2.1. Konsep Pemberdayaan

  Pemberdayaan adalah suatu proses yang berjalan terus-menerus untuk meningkatkan kemampuan dan kemandirian masyarakat dalam meningkatkan taraf hidupnya, upaya itu hanya bisa dilakukan dengan membangkitkan keberdayaan mereka, untuk memperbaiki kehidupan di atas kekuatan sendiri.

  Menurut Gibson dan Woolcock (2005), pemberdayaan merupakan suatu proses untuk meningkatkan individu dalam menentukan pilihan dan mewujudkan pilihan tersebut dalam tindakan nyata. Untuk melaksanakan pemberdayaan bagi masyarakat marginal, beberapa strategi yang dapat dilakukan yaitu: kebijakan dan perencanaan, aksi sosial dan politik serta pendidikan, pemberdayaan juga berhubungan dengan kemampuan manusia, khususnya mereka yang tersisih dan tak berdaya supaya mendapat kekuatan untuk memenuhi kebutuhan hidup dasar, mengakses sumber daya produktif, dan berpartisispasi dalam proses pengambilan keputusan.

  Friedmann (1992) mendefinisikan pemberdayaan sebagai pembangunan alternatif (alternati ve development) yang menghendaki “inclusive democracy, appropriate economic growth, gender equality and intergenerational equaty” dengan menekankan pada keutamaan politik melalui otonomi pengambilan keputusan untuk melindungi kepentingan rakyat yang berlandaskan pada sumberdaya pribadi, langsung melalui partisipasi, demokrasi dan pembelajaran sosial melalui pengamatan langsung.

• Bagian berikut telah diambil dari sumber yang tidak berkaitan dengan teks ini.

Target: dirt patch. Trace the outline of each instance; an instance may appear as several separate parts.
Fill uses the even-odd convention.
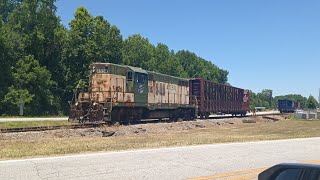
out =
[[[244,123],[270,123],[286,120],[284,115],[257,116],[245,118],[207,119],[182,122],[159,122],[135,125],[115,125],[88,129],[59,129],[41,132],[20,132],[0,134],[0,140],[34,140],[41,138],[111,137],[140,134],[163,134],[174,131],[205,129],[221,126],[236,126]]]

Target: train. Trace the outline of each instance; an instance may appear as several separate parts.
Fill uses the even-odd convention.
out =
[[[200,118],[208,118],[210,114],[245,116],[250,111],[249,90],[203,78],[190,79],[189,82],[190,96],[196,98]]]
[[[300,108],[300,103],[291,101],[289,99],[279,99],[278,100],[278,110],[280,113],[294,113]]]
[[[93,63],[87,91],[76,91],[70,122],[193,120],[211,113],[244,116],[249,91],[113,63]]]

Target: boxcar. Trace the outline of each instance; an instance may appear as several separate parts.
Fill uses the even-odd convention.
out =
[[[80,92],[69,121],[128,122],[194,119],[189,80],[111,63],[90,66],[89,87]]]
[[[198,116],[210,114],[246,115],[250,110],[249,91],[214,83],[202,78],[190,79],[190,96],[195,98]]]
[[[278,110],[280,113],[293,113],[300,109],[300,103],[291,101],[289,99],[278,100]]]

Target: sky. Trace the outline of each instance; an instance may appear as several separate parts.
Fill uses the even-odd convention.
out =
[[[229,71],[229,83],[274,95],[320,88],[318,0],[58,0],[68,27],[79,6],[102,15],[124,38],[141,34],[189,50]]]

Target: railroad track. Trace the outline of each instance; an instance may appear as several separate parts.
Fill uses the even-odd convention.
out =
[[[74,124],[65,126],[39,126],[39,127],[22,127],[22,128],[4,128],[0,129],[0,133],[14,133],[14,132],[30,132],[30,131],[49,131],[57,129],[85,129],[96,128],[103,124]]]
[[[264,118],[274,119],[268,116],[272,115],[281,115],[280,113],[273,113],[273,114],[258,114],[256,116],[263,116]],[[286,115],[286,114],[282,114]],[[252,115],[250,115],[252,116]],[[244,116],[248,117],[248,116]],[[209,119],[224,119],[224,118],[232,118],[232,116],[221,116],[221,117],[213,117]],[[243,117],[237,117],[243,118]],[[146,123],[157,123],[157,122],[174,122],[172,120],[147,120],[147,121],[139,121],[139,122],[132,122],[131,124],[146,124]],[[15,132],[32,132],[32,131],[49,131],[49,130],[58,130],[58,129],[85,129],[85,128],[96,128],[105,125],[105,123],[100,124],[74,124],[74,125],[64,125],[64,126],[39,126],[39,127],[22,127],[22,128],[3,128],[0,129],[0,133],[15,133]]]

  Prijono dan Pranarka (1996) mengatakan bahwa pemberdayaan berarti pembagian kekuasaan yang adil sehingga meningkatkan kesadaran politis dan kekuasaan pada kelompok yang lemah serta memperbesar pengaruh mereka terhadap proses dan hasil-hasil pembangunan. Konsep empowerment pada dasarnya adalah upaya menjadikan suasana kemanusiaan yang adil dan beradab menjadi semakin efektif secara struktural, baik di dalam kehidupan keluarga, masyarakat, negara, regional, internasional, baik dalam bidang politik, ekonomi, budaya, dan lain-lain.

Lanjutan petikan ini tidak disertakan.